Juliana Zuluaga
Juliana Zuluaga travaille à cet endroit fascinant où le réalisme social commence à perdre sa stabilité et laisse passer quelque chose de plus inquiétant, de plus allégorique, parfois de plus cruel. Même lorsque ses films ne s'annoncent pas comme des œuvres d'horreur, ils savent exploiter une vérité que le genre connaît bien: les structures d'injustice, d'exclusion ou de désir d'ascension possèdent déjà leur propre part de cauchemar. Depuis l'espace latino-américain, et avec une sensibilité que l'on peut relier à la Colombie contemporaine, Zuluaga s'inscrit dans une dynamique des années 2010 et années 2020 où l'étrange devient une manière de lire le social.
Son cinéma semble avancer par glissement. Une situation très concrète, souvent bien ancrée dans des rapports de classe, de genre ou de famille, se met à résonner autrement. Ce n'est pas forcément qu'un élément surnaturel y entre. C'est que le réel lui-même prend une qualité de fable sombre. Les objets, les lieux, les relations hiérarchiques commencent à révéler leur violence latente. Cette manière de faire basculer le quotidien donne à son travail une vraie force. Elle évite le didactisme tout en rendant visible ce que le naturalisme pur laisse parfois hors champ.
On pourrait parler ici de social horror, mais à condition de ne pas réduire l'expression à un simple emballage critique. Chez Zuluaga, le social n'est pas illustré par l'horreur. Il devient horrifique parce qu'il organise les corps, les ambitions et les humiliations selon une logique déjà monstrueuse. Un personnage peut être attiré par un monde qui le détruit, ou rejeté par un espace qu'il désire intégrer. Cette tension suffit à produire une peur très contemporaine: celle d'être absorbé par le système même qui vous promet une place.
Formellement, on sent chez elle une attention nette à la précision des situations. Les films semblent construire leurs conflits à partir d'observations justes, de détails concrets, de comportements tenus. Puis, sans brusquerie excessive, ils déplacent le registre. C'est un art délicat. Trop tôt, le film forcerait son allégorie. Trop tard, il resterait prisonnier du constat. Zuluaga paraît comprendre ce point de bascule, ce moment où la réalité accepte de devenir légèrement autre sans perdre sa crédibilité.

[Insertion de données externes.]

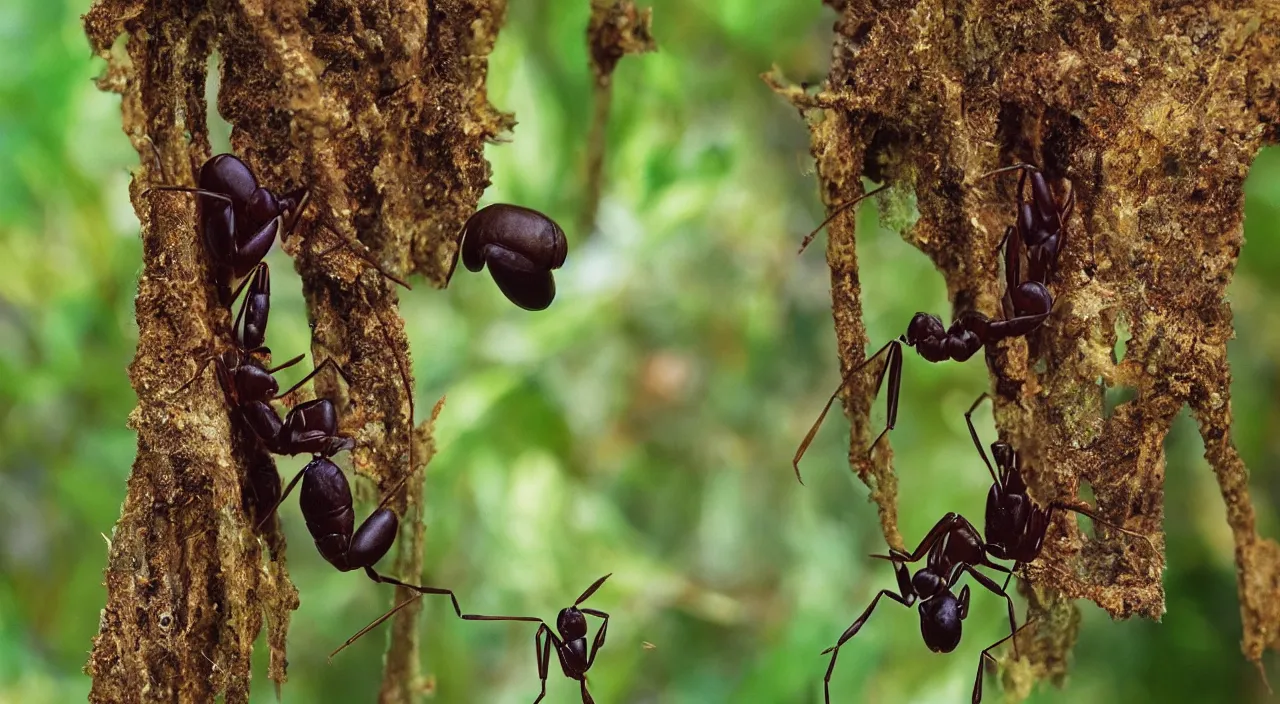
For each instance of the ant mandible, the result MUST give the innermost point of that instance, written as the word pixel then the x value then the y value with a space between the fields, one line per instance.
pixel 521 247
pixel 954 548
pixel 240 219
pixel 571 648
pixel 1027 304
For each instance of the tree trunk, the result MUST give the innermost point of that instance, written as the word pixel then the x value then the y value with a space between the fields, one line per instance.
pixel 380 110
pixel 1152 112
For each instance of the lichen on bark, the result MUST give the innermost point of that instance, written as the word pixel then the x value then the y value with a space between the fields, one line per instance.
pixel 1153 119
pixel 382 112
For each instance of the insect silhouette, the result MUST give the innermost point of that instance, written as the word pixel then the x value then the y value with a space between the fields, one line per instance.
pixel 240 220
pixel 521 247
pixel 1027 304
pixel 250 387
pixel 1015 525
pixel 952 548
pixel 571 647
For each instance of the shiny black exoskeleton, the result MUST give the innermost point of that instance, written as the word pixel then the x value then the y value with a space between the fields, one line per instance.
pixel 238 218
pixel 571 647
pixel 1015 525
pixel 954 548
pixel 521 247
pixel 1025 301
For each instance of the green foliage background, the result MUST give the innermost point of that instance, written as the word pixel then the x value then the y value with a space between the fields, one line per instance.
pixel 643 426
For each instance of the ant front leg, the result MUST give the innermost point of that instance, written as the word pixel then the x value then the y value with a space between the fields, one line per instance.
pixel 992 586
pixel 328 362
pixel 543 650
pixel 945 526
pixel 1092 516
pixel 894 368
pixel 906 599
pixel 986 656
pixel 380 579
pixel 599 635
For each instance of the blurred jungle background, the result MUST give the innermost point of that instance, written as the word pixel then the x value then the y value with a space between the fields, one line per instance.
pixel 641 426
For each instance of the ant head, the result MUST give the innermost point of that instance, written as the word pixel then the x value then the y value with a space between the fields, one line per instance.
pixel 571 624
pixel 924 327
pixel 941 621
pixel 261 206
pixel 228 174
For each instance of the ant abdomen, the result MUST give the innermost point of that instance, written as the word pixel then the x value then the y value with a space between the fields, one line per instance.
pixel 521 247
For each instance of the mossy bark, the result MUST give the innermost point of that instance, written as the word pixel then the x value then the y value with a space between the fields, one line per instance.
pixel 380 110
pixel 1152 113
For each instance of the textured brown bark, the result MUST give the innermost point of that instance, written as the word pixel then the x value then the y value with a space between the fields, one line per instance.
pixel 1153 113
pixel 616 28
pixel 382 112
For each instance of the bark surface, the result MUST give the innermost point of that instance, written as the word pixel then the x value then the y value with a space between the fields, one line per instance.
pixel 1152 113
pixel 382 112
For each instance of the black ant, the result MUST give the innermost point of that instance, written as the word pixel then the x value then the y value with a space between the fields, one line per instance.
pixel 240 219
pixel 521 247
pixel 1027 304
pixel 1015 525
pixel 571 648
pixel 327 501
pixel 954 548
pixel 1040 224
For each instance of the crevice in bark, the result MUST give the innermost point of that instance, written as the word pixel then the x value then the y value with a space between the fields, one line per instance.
pixel 1153 120
pixel 382 112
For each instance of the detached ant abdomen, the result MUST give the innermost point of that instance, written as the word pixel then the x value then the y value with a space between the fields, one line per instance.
pixel 521 247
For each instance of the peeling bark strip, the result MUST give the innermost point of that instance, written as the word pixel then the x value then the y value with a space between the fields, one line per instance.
pixel 382 112
pixel 1155 119
pixel 616 28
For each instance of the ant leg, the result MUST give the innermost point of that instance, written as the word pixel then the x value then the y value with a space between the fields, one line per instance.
pixel 599 635
pixel 186 190
pixel 1013 168
pixel 894 366
pixel 940 529
pixel 314 371
pixel 592 589
pixel 304 199
pixel 977 443
pixel 1010 576
pixel 990 584
pixel 543 654
pixel 850 632
pixel 382 579
pixel 421 592
pixel 835 214
pixel 286 365
pixel 895 348
pixel 986 656
pixel 364 255
pixel 259 282
pixel 1092 516
pixel 375 624
pixel 284 496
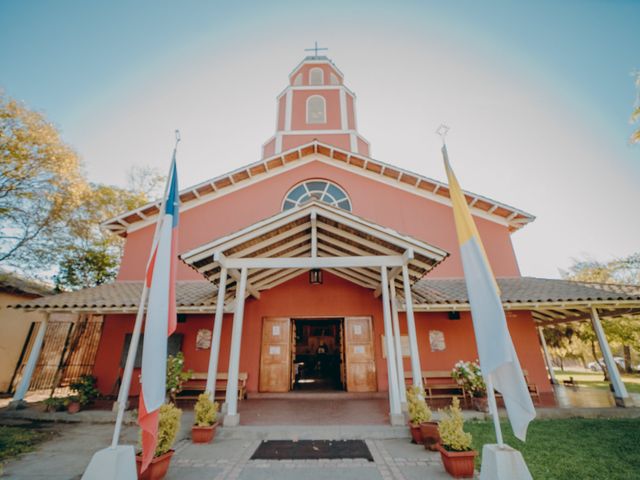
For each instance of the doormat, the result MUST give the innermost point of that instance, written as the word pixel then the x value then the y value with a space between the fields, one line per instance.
pixel 311 450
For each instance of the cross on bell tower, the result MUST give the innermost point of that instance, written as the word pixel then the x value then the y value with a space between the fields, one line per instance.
pixel 316 105
pixel 315 49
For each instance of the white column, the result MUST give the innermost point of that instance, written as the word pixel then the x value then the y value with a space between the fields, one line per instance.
pixel 232 417
pixel 416 369
pixel 212 372
pixel 27 373
pixel 547 357
pixel 395 412
pixel 402 389
pixel 619 389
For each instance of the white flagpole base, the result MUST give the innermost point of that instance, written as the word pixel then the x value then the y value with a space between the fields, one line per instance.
pixel 503 463
pixel 112 463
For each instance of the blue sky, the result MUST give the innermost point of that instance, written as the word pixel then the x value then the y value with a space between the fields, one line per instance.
pixel 540 92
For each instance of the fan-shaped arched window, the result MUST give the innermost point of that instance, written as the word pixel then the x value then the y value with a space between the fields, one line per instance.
pixel 316 109
pixel 316 76
pixel 321 190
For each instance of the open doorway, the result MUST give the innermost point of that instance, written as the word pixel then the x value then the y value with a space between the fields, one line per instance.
pixel 318 357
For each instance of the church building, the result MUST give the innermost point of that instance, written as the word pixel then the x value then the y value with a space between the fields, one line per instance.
pixel 318 268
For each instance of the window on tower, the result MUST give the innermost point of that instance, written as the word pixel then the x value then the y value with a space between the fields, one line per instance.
pixel 316 109
pixel 316 76
pixel 321 190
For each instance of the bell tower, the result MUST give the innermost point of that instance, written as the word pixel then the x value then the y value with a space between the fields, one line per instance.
pixel 316 105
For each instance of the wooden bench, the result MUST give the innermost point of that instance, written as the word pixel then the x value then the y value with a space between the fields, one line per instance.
pixel 533 388
pixel 438 384
pixel 198 381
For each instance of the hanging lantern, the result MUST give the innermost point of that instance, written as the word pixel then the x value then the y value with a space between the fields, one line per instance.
pixel 315 276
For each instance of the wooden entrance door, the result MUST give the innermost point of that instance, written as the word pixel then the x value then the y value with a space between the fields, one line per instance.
pixel 361 366
pixel 275 358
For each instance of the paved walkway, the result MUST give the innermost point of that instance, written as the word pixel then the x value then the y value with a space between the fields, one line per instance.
pixel 67 455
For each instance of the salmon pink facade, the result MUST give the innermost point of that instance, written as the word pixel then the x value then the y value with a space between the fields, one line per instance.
pixel 317 106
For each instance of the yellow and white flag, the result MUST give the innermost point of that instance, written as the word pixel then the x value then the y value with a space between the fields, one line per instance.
pixel 498 359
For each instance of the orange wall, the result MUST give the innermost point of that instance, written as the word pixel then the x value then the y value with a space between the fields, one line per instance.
pixel 334 298
pixel 389 206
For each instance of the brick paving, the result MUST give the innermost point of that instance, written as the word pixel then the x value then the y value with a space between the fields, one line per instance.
pixel 394 459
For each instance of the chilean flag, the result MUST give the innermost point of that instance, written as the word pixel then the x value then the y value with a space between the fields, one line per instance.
pixel 161 317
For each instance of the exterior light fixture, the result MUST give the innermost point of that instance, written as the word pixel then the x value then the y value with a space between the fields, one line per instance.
pixel 315 276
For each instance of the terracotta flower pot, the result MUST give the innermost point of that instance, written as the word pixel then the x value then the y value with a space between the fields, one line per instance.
pixel 73 407
pixel 480 404
pixel 430 435
pixel 157 469
pixel 203 434
pixel 416 433
pixel 458 464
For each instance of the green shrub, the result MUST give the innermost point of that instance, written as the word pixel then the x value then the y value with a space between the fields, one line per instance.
pixel 168 426
pixel 85 389
pixel 452 435
pixel 206 411
pixel 55 404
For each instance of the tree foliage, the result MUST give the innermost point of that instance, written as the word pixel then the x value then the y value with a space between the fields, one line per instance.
pixel 41 184
pixel 579 340
pixel 50 214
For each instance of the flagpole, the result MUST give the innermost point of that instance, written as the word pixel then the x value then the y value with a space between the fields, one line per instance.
pixel 493 409
pixel 125 385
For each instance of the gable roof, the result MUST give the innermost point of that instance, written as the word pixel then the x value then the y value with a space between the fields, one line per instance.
pixel 11 282
pixel 313 230
pixel 427 187
pixel 550 300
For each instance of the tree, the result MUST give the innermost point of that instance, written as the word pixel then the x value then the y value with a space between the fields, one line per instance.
pixel 41 184
pixel 50 214
pixel 91 256
pixel 624 331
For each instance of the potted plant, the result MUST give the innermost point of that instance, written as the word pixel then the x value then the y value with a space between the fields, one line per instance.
pixel 206 413
pixel 55 404
pixel 176 376
pixel 455 444
pixel 168 426
pixel 72 403
pixel 420 418
pixel 469 375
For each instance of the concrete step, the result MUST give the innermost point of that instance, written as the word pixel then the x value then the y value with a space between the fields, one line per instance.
pixel 313 432
pixel 319 395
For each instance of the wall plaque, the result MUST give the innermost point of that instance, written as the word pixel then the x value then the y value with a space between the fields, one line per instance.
pixel 436 340
pixel 203 339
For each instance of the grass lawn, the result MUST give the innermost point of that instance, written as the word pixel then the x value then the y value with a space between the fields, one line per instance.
pixel 572 449
pixel 596 379
pixel 17 440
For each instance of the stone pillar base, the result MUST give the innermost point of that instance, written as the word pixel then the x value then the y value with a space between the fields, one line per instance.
pixel 396 419
pixel 503 463
pixel 624 402
pixel 231 420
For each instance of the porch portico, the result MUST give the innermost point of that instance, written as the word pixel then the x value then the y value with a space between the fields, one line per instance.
pixel 315 236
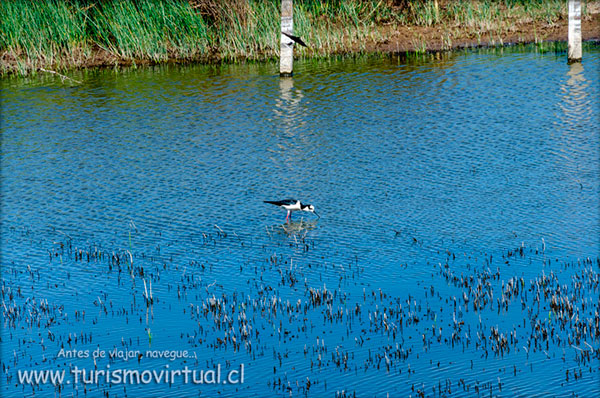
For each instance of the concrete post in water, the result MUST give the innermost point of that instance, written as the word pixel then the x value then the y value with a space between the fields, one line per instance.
pixel 286 61
pixel 574 54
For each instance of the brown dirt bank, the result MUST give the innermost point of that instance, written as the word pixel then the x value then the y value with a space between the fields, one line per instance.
pixel 416 38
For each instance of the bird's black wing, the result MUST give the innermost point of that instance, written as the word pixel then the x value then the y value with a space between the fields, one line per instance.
pixel 296 39
pixel 285 202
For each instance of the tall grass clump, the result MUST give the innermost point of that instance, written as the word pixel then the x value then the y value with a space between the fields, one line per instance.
pixel 34 33
pixel 155 30
pixel 60 34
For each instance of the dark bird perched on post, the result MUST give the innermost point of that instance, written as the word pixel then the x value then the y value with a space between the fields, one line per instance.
pixel 292 205
pixel 294 39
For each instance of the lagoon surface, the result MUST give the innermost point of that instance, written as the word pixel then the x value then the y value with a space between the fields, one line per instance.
pixel 456 253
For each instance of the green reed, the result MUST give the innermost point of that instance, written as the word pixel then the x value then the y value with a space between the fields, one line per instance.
pixel 60 34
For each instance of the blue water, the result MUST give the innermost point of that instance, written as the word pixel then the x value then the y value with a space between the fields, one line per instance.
pixel 419 168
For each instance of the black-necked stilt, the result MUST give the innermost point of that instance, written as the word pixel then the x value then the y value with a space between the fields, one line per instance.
pixel 292 205
pixel 294 39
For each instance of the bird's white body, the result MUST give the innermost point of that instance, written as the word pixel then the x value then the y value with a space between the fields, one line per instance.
pixel 292 205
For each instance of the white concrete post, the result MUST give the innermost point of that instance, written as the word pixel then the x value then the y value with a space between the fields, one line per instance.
pixel 574 54
pixel 286 61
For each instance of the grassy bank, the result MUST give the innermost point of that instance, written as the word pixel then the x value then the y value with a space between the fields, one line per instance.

Cette qualité se double souvent d'un rapport aigu aux personnages féminins ou marginalisés, filmés non comme figures exemplaires mais comme êtres traversés de contradictions, de stratégies de survie, de colère rentrée ou de désir ambivalent. Là encore, le genre trouve sa vraie pertinence. Il permet de faire exister des affects que le récit social classique tend parfois à contenir dans la bonne distance psychologique.
Pour CaSTV, Juliana Zuluaga compte parce qu'elle fait partie de ces cinéastes qui ne demandent pas l'autorisation d'entrer dans le genre. Ils y viennent parce que le réel qu'ils regardent l'exige. Lorsque la société produit des hiérarchies absurdes, des séductions toxiques et des formes d'aliénation quasi rituelles, le fantastique ou l'horreur cessent d'être des exceptions stylistiques. Ils deviennent des outils analytiques.
Il faut enfin souligner l'élégance de cette démarche. Zuluaga ne cherche pas la violence comme argument spectaculaire. Elle préfère une montée plus insidieuse, où l'on comprend progressivement que la scène observée contenait déjà sa part de piège. Cette confiance dans l'intelligence du spectateur mérite d'être notée. Elle distingue les films qui pensent vraiment leurs effets de ceux qui se contentent de les distribuer.
Juliana Zuluaga apparaît ainsi comme une réalisatrice du dérèglement contrôlé. Son cinéma regarde les structures sociales avec assez de lucidité pour y découvrir des monstres sans maquillage, puis assez d'audace formelle pour leur donner la bonne forme. C'est peu dire que cette alliance est précieuse.